Backlash has been strong against a new N.C. billboard law that could cost the state tens of thousands of trees. The 2011 law, which went into effect March 1, allows for a wider swath of trees to be cut around billboards, and it transfers control over the trees from cities and town to the N.C. Department of Transportation. It was written with help from the outdoor advertising industry.
We've said the law is a bad idea and encouraged lawmakers and N.C. DOT to find a better balance between business, beauty and local control as they work through the process of making permanent rules for the law's application.
The Observer reported last week that Charlotte's Adams Outdoor has submitted 21 applications with the state to remove hundreds of trees in the city. Kevin Madrzykowski, General Manager of Charlotte's Adams Outdoor Advertising, responds to criticism of the law in an op-ed that will appear in tomorrow's print Observer.
It is the responsibility of legislators, especially in challenged economic times, to support legislation that fosters economic development and job creation, at the same time balancing the impact such legislation has on the environment, quality of life, and a constructive business climate. It’s also their responsibility to intervene when overly restrictive regulations threaten to put people out of work and an industry out of business. That is exactly the situation the Outdoor Advertising Industry finds itself.
When our signs were permitted and built, clear visibility existed. That is no longer the case as subsequent vegetation removal regulations have been put into effect by municipalities and the NCDOT. Until SB183, which only pertains to NCDOT Right of Way, the industry and Adams were required to conform to both municipality and NCDOT regulations. This duality created an environment where we could not maintain our assets properly.
As the Charlotte arborist acknowledged, contradiction existed between State and city regulation resulting in a scenario where we could remove little to no vegetation on property under NCDOT’s jurisdiction. These are vegetation concerns that did not exist when the billboards were originally constructed.
For a business that survives by providing advertisers exposure on high-trafficked roadways, visibility is a must. It’s not a stretch to construe this contradiction as a means to put us out of business. With record levels of unemployment, putting additional jobs at risk is criminal.
Who is Adams Outdoor? Adams is the premier provider of outdoor advertising in Charlotte, locally headquartered and employs over 65 people; Adams is our livelihood.
Adams also partners with over 715 landowners from whom we lease property. These property owners rely on income from the billboard structures to pay their bills, support their families . . . . and enjoy their basic property rights.

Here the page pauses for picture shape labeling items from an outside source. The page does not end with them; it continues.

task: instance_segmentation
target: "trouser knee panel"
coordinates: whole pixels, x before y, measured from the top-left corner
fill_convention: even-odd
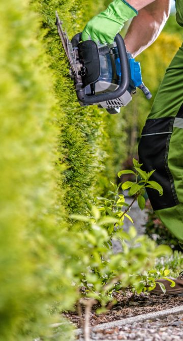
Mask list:
[[[146,172],[156,169],[150,180],[157,181],[163,189],[163,195],[158,191],[147,188],[155,211],[172,207],[179,203],[173,179],[168,167],[168,154],[174,117],[147,120],[139,145],[140,162]]]

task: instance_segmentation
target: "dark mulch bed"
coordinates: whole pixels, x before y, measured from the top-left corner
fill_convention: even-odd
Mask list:
[[[93,326],[109,322],[123,318],[132,317],[140,314],[146,314],[169,309],[183,304],[183,297],[169,297],[164,295],[160,296],[134,295],[128,292],[126,296],[123,293],[115,294],[117,303],[106,312],[97,315],[94,311],[90,314],[90,324]],[[77,327],[80,328],[79,318],[77,311],[66,312],[64,315]]]

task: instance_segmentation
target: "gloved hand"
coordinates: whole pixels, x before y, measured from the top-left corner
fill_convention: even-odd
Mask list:
[[[111,44],[124,22],[138,14],[125,0],[114,0],[107,9],[94,17],[82,34],[82,40],[91,39],[97,43]]]

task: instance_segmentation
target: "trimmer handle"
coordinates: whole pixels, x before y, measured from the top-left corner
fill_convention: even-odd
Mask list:
[[[81,33],[76,35],[71,40],[73,48],[77,47],[81,40]],[[110,101],[118,98],[127,90],[130,82],[130,71],[126,46],[122,37],[118,34],[114,39],[118,49],[120,67],[121,70],[121,82],[119,87],[114,91],[98,95],[86,95],[84,89],[76,90],[79,101],[84,105],[93,104],[101,102]]]

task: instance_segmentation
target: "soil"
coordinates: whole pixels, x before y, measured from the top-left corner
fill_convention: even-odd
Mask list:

Further, Adams works with more than 470 advertisers striving to grow their businesses and achieve the best return for their advertising dollar. For many outdoor advertising is the foundation of their media strategy and integral to driving potential customers to their business.
Finally, Adams is privileged to annually contribute over $1.5 million in advertising space to local non-profit organizations, community interest causes, schools, and municipalities. Additionally, many employees have selflessly donated their time volunteering with these organizations. We do this because it’s the right thing to do.
This legislation is not about trees vs. billboards. It’s not about pushing the envelope in regard to the environment and asking for extremes. In fact, it’s not even about protecting visibility that existed when the billboards were first constructed. This legislation is about doing what is fair, right and reasonable, rather than requiring that a legitimate, viable, giving company go out of business.
It is about supporting a business that cares deeply for this community so that it can continue to exist and do good.